I am a coach, would be happy to talk here or off list.
chris @ jbvcoaching . com
I would say the difference between hiring a coach and riding like hell is how much difficulty you're having in achieving your goals. People usually don't hire a coach when they're flying or winning with ease. They hire a coach when some obstacle gets thrown into the mix (trying to break thru to the next level, a job, kids) and need help in overcoming that.
Keep in mind, because a guy races fast doesn't make him a coach. I am not saying it can't happen but you would be better off IMO looking at a guy that coaches full time and makes a living at it. I think Chris Mayhew really understands cross and how to get fast.
I hired a coach for two seasons, and saw no improvement in my results.
two seasons or two years? my big takeaway from coaching is that fitness is cumulative and consistency matters. i could see using a coach for a few months to lay a foundation, get through a plateau, or help structure a training program - but I wouldn't expect a step function improvement in fitness or results in a short amount of time, especially during the actual race season when recovery is a key element. coaches aren't magic - real improvement takes a lot of time and work, some trial and error too, and I see the the coach's role as making that time and work as efficient as possible based on one's goals.
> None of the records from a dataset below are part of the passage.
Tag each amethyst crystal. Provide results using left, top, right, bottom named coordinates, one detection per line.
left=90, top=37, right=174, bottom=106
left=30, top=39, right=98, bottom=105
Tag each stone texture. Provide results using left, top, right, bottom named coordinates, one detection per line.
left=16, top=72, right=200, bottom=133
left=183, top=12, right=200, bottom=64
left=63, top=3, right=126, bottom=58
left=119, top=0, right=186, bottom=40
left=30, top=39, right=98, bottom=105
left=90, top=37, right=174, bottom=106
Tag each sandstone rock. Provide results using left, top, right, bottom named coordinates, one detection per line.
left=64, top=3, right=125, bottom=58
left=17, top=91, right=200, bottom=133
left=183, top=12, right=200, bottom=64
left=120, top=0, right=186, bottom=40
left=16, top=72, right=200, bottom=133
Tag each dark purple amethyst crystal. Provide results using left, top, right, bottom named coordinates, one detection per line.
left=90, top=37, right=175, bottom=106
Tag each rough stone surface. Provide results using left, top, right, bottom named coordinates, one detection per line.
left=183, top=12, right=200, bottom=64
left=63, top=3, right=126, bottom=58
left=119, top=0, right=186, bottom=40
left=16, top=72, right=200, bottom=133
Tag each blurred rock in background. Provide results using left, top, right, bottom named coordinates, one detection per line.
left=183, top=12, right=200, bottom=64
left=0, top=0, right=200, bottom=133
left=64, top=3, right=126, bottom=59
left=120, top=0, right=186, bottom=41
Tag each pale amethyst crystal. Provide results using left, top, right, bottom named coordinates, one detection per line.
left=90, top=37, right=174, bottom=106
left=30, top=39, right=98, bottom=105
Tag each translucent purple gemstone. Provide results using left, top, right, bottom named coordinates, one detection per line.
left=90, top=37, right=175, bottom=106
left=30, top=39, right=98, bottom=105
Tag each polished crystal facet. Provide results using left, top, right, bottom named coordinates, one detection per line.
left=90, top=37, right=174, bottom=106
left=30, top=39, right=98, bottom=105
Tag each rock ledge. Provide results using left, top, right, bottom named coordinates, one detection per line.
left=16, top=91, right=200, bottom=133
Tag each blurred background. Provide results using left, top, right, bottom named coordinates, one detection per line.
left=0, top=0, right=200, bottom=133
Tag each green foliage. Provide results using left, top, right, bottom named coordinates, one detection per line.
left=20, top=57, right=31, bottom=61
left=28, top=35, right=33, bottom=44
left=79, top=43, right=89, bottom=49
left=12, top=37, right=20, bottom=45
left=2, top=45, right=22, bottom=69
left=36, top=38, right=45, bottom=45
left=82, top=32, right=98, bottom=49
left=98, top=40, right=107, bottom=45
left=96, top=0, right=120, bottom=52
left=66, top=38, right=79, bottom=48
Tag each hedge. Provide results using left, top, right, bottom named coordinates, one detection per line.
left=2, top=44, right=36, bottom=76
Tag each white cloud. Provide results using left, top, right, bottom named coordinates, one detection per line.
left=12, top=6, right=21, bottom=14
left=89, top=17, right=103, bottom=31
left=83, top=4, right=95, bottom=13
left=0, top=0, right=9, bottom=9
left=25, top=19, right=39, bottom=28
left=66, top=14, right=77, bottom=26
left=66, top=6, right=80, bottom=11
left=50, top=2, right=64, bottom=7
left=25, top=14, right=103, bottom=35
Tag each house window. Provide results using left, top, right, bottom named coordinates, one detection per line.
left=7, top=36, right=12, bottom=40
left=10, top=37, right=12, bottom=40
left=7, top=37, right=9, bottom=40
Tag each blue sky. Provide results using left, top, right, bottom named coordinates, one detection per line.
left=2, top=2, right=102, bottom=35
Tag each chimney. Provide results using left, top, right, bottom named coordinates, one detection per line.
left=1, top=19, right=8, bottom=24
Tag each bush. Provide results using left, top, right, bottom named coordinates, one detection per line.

the best thing I did for my fitness *this year* was to have some physiological testing done at the end of my 'cross season (December) *last year* - my coach took that data, so he knew exactly what he was working with. i laid out my goals for the year. he built a plan. we started training for real in mid-January with an eye on the Fall. I gave lots of feedback. we communicated often. I learned a ton along the way, including how to be patient. real noticeable improvement came in May/June and progress continued through the summer. health issues have kept me from racing cx year - really bummed about that, but i have a new level of fitness to build on for next year.
bottom line: don't get a coach and expect miracles. be methodical, have patience and give your coach a chance to find the right recipe for results.
You didn't have a good coach.
I suggest Russel Cree from Upper Echelon Fitness out of Portland, OR. I've done clinics with him and he works with a staff of very strong local talent. I think Adam Myerson also provides coaching services, and he's regularly among the stronger Cat A/Pro race finishers nationally.
If nothing else, a coach can advise you *how* to best train with the available time and resources, addressing workouts, diet, rest, etc.